Because they have been easy to count, we have considerable information about faculty and student perceptions of the value of case-based teaching, student attendance in class, and perceptions of changes in student learning and motivation. In a recent national survey we found faculty believed that students’ critical thinking increased and their understanding deepened when learning via case-based instruction (Yadav et al. 2006). Faculty reported students in the classes using case studies demonstrated stronger critical-thinking skills (89.1%), were able to make connections across multiple content areas (82.6%), and developed a deeper understanding of concepts (90.1%). Most of the faculty perceived when they used case-based teaching that students were better able to view an issue from multiple perspectives (91.3%), and were more engaged in the class when using cases (93.8%).
Research by Hoag and colleagues (2005) has shown that students tend to attend class more on days when cases, rather than lectures, are used. However, on days in which students discussed cases, Hoag gave points for turning in responses to the cases, so this extraneous variable (points) is a confounding factor in interpreting these results. Furthermore, students believe that content is easier to remember and apply and they enjoy it more when using case studies (Hoag et al. 1999). While perceptual outcomes based on self-report data have been relatively easy to measure, a greater challenge has been to study what students actually learn using the case-study teaching approach (Lundeberg 1999).
Performance in learning (other than overall grades) is not often assessed in case-based teaching because it requires careful construction of appropriate measurement tasks to assess student understanding and academic performance. Do students learn more from a case study approach to teaching science as compared to a more traditional approach using primarily lectures? The answer depends on how one measures learning. According to a recent meta-analysis examining 43 research studies on problem-based learning (one variation of case-based teaching used primarily in medical schools), there are significant differences on skills gained (that is, clinical application of knowledge and higher-order thinking). All of the skill differences favored problem-based learning. However, there were no significant differences in knowledge on standardized measures of accumulated knowledge gained in medical school (Dochy et al. 2003). Given that the case-study approach focuses on depth of understanding rather than breadth, this result is not surprising. When the assessment task was open-ended (e.g., recall, short answer, simulation, oral, essay) and/or when the assessment task measured critical thinking rather than basic knowledge, students in the PBL group showed higher gains in performance as compared to the traditional group. Essentially, the higher the level of knowledge and thinking required on the assessment task, the more likely that case-based teaching will produce greater gains in student understanding.
To measure critical thinking requires careful formulation of questions, and to construct such questions may require preliminary research. For example, a group of physicians and faculty teaching physiology (Michael et al. 2002) collected open-ended written explanations from students to discern reasons for some prevalent misconceptions in physiology. From this qualitative research, they constructed a two-tier test that assessed both misconceptions as well as reasons for these misconceptions.
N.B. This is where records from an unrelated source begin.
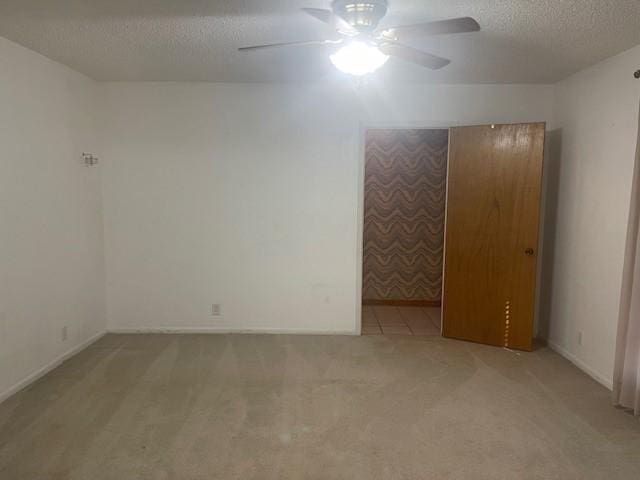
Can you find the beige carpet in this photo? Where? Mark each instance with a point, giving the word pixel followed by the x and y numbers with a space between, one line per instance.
pixel 313 407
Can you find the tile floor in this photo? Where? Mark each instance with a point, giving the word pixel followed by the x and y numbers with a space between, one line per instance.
pixel 389 320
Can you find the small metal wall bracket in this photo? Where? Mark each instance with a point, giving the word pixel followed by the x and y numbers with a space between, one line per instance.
pixel 89 159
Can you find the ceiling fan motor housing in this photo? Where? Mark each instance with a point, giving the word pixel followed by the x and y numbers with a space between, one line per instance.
pixel 364 15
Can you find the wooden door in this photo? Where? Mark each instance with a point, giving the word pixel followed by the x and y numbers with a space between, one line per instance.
pixel 491 237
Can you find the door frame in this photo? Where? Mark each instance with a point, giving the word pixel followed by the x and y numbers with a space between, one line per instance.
pixel 435 125
pixel 362 136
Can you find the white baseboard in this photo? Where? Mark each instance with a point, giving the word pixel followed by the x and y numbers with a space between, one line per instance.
pixel 601 379
pixel 222 330
pixel 48 367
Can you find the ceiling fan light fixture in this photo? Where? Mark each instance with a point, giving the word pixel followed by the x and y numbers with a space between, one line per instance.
pixel 359 58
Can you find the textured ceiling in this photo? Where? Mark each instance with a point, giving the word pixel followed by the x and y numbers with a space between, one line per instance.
pixel 521 41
In physics, Mazur (1998) advocated assessing students’ understanding of basic physics concepts using what he called paired problem testing. In the paired problem testing, students are assessed using a traditional problem and a qualitative conceptual problem. Mazur found that students would solve the traditional problems easily by plugging the numbers into right equation. However, they did not fare well when solving the conceptual problems, indicating that students had little understanding of what the equations used to solve traditional problems really meant. We have also found in our research on teaching with multimedia cases in biology that the kind of assessment task matters greatly. Tests that require students to engage in higher-order thinking, such as interpreting data from simulations and cases, generally produce higher performance among students than do traditional multiple-choice course exams (Bergland et al. Forthcoming).
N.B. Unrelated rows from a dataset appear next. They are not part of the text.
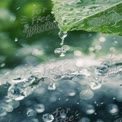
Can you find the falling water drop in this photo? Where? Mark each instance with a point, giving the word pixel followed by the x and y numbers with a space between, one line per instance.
pixel 39 108
pixel 95 85
pixel 52 86
pixel 2 112
pixel 30 112
pixel 113 109
pixel 48 118
pixel 63 115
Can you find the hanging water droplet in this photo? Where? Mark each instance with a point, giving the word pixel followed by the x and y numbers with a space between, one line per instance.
pixel 30 112
pixel 16 39
pixel 52 86
pixel 34 120
pixel 39 108
pixel 63 115
pixel 99 120
pixel 48 118
pixel 95 85
pixel 62 35
pixel 90 109
pixel 84 119
pixel 16 93
pixel 2 112
pixel 71 93
pixel 113 109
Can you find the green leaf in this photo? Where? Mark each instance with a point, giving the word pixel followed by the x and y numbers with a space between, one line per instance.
pixel 89 15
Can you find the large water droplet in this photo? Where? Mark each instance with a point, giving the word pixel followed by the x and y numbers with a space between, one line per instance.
pixel 84 119
pixel 113 109
pixel 86 94
pixel 2 112
pixel 95 85
pixel 48 118
pixel 62 35
pixel 52 86
pixel 90 109
pixel 30 112
pixel 39 108
pixel 16 92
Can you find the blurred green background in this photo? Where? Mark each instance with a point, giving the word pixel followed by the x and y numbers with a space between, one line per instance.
pixel 29 35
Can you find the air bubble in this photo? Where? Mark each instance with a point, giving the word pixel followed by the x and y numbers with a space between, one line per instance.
pixel 86 94
pixel 48 118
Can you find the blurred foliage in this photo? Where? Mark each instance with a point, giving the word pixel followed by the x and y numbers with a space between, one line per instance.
pixel 21 43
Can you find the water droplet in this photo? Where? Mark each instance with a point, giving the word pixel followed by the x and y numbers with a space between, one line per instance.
pixel 62 35
pixel 16 93
pixel 99 120
pixel 84 119
pixel 34 120
pixel 52 86
pixel 39 108
pixel 86 94
pixel 71 93
pixel 30 112
pixel 16 39
pixel 48 118
pixel 90 109
pixel 2 112
pixel 63 115
pixel 113 109
pixel 95 86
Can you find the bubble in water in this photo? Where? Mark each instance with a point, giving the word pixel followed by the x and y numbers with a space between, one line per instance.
pixel 48 118
pixel 95 85
pixel 39 108
pixel 113 109
pixel 90 109
pixel 86 94
pixel 30 112
pixel 84 119
pixel 2 112
pixel 63 115
pixel 52 86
Creating assessments such as the ones described above provides a way to assess whether students form conceptual understanding of important, complex principles. Einstein reminded us, “Not all that counts can be counted; not all that is counted, counts.” Rather than relying on tests that can be easily scored, or simply calculating differences in grades among sections, researchers may need to begin with more open-ended assessments to understand students’ reasoning and their application of knowledge.
Future questions worth investigating using classroom research
With cases being used more and more for science instruction, it is important to address what kind of research questions we might ask and what gaps in the literature need to be filled. There has been very little empirical research investigating how students learn from case-based teaching. How do students represent knowledge in a particular discipline? Previous research has indicated that problem solvers represent problems by category and these categories in turn have an influence on problem solving. Experts and novices differ in their categorization of problems, the process of inquiry, and problem-solving techniques (Chi, Feltovich, and Glaser 1981). Researchers studying case-based instruction might explore the influences of group tasks, social processes, and the social influence on group effectiveness when using cases. If we want to understand case-based instruction, we need to know more about who learns what from cases and why. Examples of fruitful questions to pursue include the following:
What misconceptions do students bring to instruction, and how are they affected by different case-based approaches designed to dispel them? When in the instructional process are case-based approaches most promising? More specifically, how much background knowledge is necessary for case-based learning to be effective?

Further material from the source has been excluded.